As fate would have it, while back home on a break from the Naval Academy, Jimmy Carter found himself without a date because his then-girlfriend was at a family reunion, he recalled in "What Makes a Marriage Last."
"I was cruising around with my sister, Ruth, and her boyfriend, just looking for a date, and I picked up Rosalynn in front of the Methodist church," he recalled. "I just felt compatible with her. She was beautiful and innocent, and there was a resonance. We rode in the rumble seat of a Ford pickup – Ruth and her boyfriend in the front – and I kissed her on that first date. I remember that vividly."
The couple married on July 7, 1946, and traveled the world while he was deployed to different bases, including Pearl Harbor, as a submarine officer.
1963-1981: Life in politics
After leaving the Navy in 1953, Jimmy and Rosalynn Carter returned to Plains, where he took over his family's peanut-growing farm while also serving in the Navy Reserve for several years. He became active in the local Democratic Party, opposing racial segregation and supporting the emerging Civil Rights movement.

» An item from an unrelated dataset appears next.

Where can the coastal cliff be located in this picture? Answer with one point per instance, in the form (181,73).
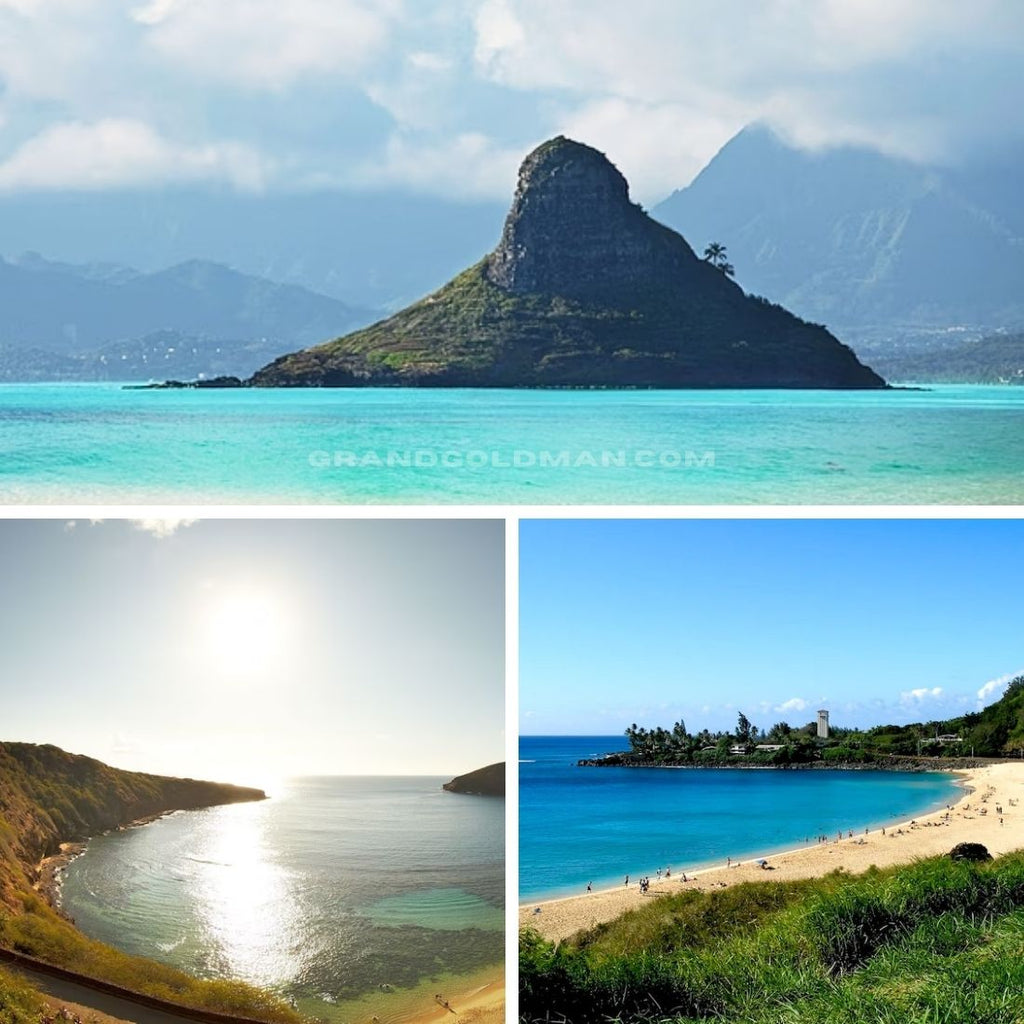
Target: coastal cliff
(49,798)
(488,781)
(584,290)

In 1963, with his wife at his side, Jimmy Carter was elected to the Georgia State Senate and in 1970, he campaigned for governor of Georgia and won. During their time in the governor's mansion, Rosalynn Carter focused on issues of mental health, serving on the Governor's Commission to Improve Services for the Mentally and Emotionally Handicapped. She also became her husband's chief advisor in running the state.
Rosalynn Carter expanded that role in 1975 when her husband ran as a dark horse candidate for U.S. president, helping him defeat incumbent President Gerald Ford.
During his presidency, Jimmy Carter openly called his wife his "secret weapon" and frequently requested she sit in on cabinet meetings and even some national security briefings. He credited her as being his confidant during the Camp David Accords and the Iranian hostage crisis.
1981-present: Life after the White House
After his resounding defeat to Ronald Reagan in 1980, Jimmy and Rosalynn Carter returned to Plains. Instead of resting on their laurels, they threw themselves into humanitarian work, joining forces with Habitat for Humanity, a nonprofit group founded in 1976 by a Christian couple named Millard and Linda Fuller, with the stated mission of "seeking to put God's love into action" by building homes for people in need.
"Habitat provides a simple but powerful avenue for people of different backgrounds to come together to achieve those most meaningful things in life. A decent home, yes, but also a genuine bond with our fellow human beings. A bond that comes with the building up of walls and the breaking down of barriers," Jimmy Carter once said.
In addition to building houses for the disadvantaged around the world, the Carters also shared a mutual love for bird-watching and fly-fishing, even building a fly-fishing pond on their Georgia property.
In the 2021 interview with ABC News, the Carters were asked how they stayed happily married for so many years. Jimmy Carter attributed the longevity of their union to working on projects and hobbies they are both interested in and giving each other space to pursue individual interests.
"We've always gone deeper in our love for one another," Jimmy Carter told ABC News in 2021.
He also revealed in the interview that he and his wife argued like most couples, but decided long ago never to go to bed angry with each other.
"Every night we try to make sure that we are completely reconciled from all the arguments during the day when we go to bed," he said.